No, COVID vaccines don’t make you magnetic. Experts debunk social media videos

Antibody test won’t reveal if you gained immunity from COVID-19 vaccine

For the cautious and vulnerable, such as those with weakened immune systems, taking a coronavirus antibody test after vaccination might offer some assurance that their bodies built immunity against COVID-19. But the tests are unnecessary and unreliable, and should not be used to determine how much protection someone gains from the vaccines, the U.S. Food and Drug Administration says.

That’s because the tests weren’t designed to reveal that kind of information; they should only be used to determine if a person had a coronavirus infection in the past, not a current one. What’s more, the test may provide false confidence that could put people in harm’s way.

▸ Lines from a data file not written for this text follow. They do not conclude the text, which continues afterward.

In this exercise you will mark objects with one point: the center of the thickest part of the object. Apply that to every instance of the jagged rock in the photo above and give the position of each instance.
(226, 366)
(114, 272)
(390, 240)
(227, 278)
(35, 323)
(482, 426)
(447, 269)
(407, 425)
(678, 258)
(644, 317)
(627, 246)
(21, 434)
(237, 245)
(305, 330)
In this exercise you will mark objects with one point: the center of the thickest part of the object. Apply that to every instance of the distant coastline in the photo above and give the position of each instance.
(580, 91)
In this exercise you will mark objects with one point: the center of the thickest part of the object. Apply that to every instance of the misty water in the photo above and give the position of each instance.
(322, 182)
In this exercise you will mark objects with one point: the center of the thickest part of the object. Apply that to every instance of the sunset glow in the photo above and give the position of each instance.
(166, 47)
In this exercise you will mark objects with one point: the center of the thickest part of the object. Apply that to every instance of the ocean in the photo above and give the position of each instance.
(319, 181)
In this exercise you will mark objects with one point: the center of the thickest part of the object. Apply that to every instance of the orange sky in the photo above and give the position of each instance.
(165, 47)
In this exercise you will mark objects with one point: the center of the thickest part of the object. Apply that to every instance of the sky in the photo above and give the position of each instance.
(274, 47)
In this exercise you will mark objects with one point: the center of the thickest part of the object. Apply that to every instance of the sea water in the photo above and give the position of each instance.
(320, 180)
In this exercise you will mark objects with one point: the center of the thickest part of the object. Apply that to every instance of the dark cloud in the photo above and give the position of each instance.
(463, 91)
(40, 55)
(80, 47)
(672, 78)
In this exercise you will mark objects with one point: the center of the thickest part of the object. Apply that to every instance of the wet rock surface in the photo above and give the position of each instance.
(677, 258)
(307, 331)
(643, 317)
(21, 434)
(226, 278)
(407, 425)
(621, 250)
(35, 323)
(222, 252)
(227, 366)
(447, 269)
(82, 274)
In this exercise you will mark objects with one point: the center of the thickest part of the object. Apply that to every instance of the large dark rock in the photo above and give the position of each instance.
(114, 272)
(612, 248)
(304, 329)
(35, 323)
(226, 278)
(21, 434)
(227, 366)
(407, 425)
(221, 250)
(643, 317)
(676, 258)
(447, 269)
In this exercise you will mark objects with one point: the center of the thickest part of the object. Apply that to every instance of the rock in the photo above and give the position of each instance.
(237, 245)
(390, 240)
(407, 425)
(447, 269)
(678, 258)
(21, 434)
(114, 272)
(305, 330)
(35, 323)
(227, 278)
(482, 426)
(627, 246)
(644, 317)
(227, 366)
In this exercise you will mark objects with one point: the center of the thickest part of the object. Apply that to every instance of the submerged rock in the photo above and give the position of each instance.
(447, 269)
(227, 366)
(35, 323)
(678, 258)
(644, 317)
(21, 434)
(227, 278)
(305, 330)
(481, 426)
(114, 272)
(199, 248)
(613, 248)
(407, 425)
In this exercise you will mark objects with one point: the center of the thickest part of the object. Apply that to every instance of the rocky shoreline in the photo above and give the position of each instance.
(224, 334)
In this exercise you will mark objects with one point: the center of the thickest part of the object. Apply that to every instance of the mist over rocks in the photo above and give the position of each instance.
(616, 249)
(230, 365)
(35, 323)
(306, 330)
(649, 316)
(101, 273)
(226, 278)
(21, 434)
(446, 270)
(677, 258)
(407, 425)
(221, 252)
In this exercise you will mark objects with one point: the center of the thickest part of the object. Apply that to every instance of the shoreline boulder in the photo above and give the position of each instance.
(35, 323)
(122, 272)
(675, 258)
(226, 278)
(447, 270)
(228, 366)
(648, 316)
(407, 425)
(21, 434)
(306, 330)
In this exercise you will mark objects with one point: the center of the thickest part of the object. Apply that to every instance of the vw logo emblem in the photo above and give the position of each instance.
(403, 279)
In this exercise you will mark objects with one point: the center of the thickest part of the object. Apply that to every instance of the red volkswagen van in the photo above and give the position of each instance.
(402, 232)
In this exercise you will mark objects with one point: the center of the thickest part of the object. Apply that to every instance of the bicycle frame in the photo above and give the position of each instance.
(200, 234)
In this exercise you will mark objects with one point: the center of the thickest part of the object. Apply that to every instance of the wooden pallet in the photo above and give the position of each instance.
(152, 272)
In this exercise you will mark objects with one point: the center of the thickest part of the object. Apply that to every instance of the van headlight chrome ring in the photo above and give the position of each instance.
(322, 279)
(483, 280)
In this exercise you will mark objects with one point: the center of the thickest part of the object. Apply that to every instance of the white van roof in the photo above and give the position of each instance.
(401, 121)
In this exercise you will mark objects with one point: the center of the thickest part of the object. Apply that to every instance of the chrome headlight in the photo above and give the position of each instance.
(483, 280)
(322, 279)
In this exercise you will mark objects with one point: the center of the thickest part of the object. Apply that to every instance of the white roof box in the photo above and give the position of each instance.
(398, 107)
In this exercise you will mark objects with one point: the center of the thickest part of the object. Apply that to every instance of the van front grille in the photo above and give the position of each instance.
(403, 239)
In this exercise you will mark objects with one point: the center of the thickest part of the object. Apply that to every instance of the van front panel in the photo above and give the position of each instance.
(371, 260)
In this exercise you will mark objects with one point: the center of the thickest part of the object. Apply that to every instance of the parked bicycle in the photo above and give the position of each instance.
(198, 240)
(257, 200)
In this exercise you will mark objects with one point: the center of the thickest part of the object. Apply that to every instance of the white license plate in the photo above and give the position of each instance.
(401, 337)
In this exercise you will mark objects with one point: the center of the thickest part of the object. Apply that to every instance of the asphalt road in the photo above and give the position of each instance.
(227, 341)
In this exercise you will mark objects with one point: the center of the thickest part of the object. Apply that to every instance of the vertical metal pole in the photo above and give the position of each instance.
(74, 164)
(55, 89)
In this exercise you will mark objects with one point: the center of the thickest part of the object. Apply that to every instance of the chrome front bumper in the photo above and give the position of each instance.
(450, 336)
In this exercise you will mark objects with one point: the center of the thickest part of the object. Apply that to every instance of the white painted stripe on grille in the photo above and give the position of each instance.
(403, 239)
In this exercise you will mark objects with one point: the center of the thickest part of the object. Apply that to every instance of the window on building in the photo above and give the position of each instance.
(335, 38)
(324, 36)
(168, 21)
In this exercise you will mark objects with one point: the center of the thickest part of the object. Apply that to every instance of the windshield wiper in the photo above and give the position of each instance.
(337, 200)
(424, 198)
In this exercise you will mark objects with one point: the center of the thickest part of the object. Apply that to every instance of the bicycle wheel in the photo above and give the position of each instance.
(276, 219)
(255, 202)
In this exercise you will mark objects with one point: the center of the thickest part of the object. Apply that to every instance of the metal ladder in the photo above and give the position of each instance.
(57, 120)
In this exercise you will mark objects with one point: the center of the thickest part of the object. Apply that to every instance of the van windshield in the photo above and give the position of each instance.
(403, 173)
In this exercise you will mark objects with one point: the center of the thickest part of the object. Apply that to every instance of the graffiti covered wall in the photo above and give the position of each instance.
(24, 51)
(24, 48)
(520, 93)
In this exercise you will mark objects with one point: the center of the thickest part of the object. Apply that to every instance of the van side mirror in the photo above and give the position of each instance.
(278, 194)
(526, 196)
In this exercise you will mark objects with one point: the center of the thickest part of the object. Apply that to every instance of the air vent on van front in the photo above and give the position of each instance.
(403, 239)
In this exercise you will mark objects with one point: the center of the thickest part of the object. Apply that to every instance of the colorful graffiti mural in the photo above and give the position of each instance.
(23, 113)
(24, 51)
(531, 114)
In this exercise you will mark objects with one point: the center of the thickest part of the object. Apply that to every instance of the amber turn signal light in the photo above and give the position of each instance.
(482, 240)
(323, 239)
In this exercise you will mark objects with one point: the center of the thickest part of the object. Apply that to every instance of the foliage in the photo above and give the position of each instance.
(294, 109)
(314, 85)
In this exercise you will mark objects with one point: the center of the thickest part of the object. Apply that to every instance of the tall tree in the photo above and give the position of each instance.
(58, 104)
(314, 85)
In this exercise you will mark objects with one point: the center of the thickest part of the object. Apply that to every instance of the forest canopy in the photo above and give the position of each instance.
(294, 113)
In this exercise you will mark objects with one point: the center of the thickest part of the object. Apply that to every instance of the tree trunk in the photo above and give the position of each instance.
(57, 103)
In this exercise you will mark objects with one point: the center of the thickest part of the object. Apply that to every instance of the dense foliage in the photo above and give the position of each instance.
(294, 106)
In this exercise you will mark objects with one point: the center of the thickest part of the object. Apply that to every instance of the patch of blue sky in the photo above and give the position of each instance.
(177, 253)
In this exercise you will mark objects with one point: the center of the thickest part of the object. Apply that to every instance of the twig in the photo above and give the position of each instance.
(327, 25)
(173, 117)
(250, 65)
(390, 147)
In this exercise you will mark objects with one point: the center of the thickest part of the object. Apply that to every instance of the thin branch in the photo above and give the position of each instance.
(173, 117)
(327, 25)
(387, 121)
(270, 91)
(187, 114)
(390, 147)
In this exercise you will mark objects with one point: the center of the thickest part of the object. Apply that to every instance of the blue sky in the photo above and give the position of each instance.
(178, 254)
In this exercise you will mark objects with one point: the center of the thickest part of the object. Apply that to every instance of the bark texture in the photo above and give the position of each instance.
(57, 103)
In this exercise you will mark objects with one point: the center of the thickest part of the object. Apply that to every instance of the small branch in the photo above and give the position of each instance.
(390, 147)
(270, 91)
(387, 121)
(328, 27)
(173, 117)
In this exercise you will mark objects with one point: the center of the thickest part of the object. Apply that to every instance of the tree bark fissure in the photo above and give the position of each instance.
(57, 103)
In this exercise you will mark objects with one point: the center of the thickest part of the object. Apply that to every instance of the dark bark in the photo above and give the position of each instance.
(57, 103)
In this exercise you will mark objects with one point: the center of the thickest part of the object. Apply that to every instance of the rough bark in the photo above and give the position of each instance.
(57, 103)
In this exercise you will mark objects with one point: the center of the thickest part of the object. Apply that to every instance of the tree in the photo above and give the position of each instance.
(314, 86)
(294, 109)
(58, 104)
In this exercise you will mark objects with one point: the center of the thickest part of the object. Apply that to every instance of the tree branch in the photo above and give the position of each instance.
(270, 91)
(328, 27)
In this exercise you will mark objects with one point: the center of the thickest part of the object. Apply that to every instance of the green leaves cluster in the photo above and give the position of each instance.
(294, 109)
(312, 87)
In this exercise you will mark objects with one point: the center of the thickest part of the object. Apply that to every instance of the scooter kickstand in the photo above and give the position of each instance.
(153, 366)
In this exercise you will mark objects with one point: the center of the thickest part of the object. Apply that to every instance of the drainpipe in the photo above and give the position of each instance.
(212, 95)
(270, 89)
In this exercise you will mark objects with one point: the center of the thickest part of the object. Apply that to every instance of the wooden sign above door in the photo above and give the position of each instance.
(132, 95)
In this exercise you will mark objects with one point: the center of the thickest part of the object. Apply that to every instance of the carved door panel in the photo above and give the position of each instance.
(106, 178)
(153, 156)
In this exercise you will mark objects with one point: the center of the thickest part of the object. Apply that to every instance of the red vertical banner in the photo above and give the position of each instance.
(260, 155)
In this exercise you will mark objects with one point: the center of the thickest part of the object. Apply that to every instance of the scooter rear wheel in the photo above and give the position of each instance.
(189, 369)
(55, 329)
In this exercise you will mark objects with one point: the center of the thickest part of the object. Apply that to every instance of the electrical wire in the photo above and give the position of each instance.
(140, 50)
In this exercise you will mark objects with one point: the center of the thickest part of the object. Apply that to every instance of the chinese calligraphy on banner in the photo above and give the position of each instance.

Antibody test won’t reveal if you gained immunity from your COVID vaccine, experts say

‘Delta’ coronavirus variant first found in India reaches U.S.

Another coronavirus variant, this time one that was discovered in India, has made its way to the U.S., grabbing the attention of public health officials even as COVID-19 vaccinations continue to lower new cases and deaths in the nation.

B.1.617.2, now known as “Delta,” has been reported in about 60 countries, according to top White House medical adviser Dr. Anthony Fauci, and currently makes up more than 6% of the sequenced coronavirus cases in the U.S.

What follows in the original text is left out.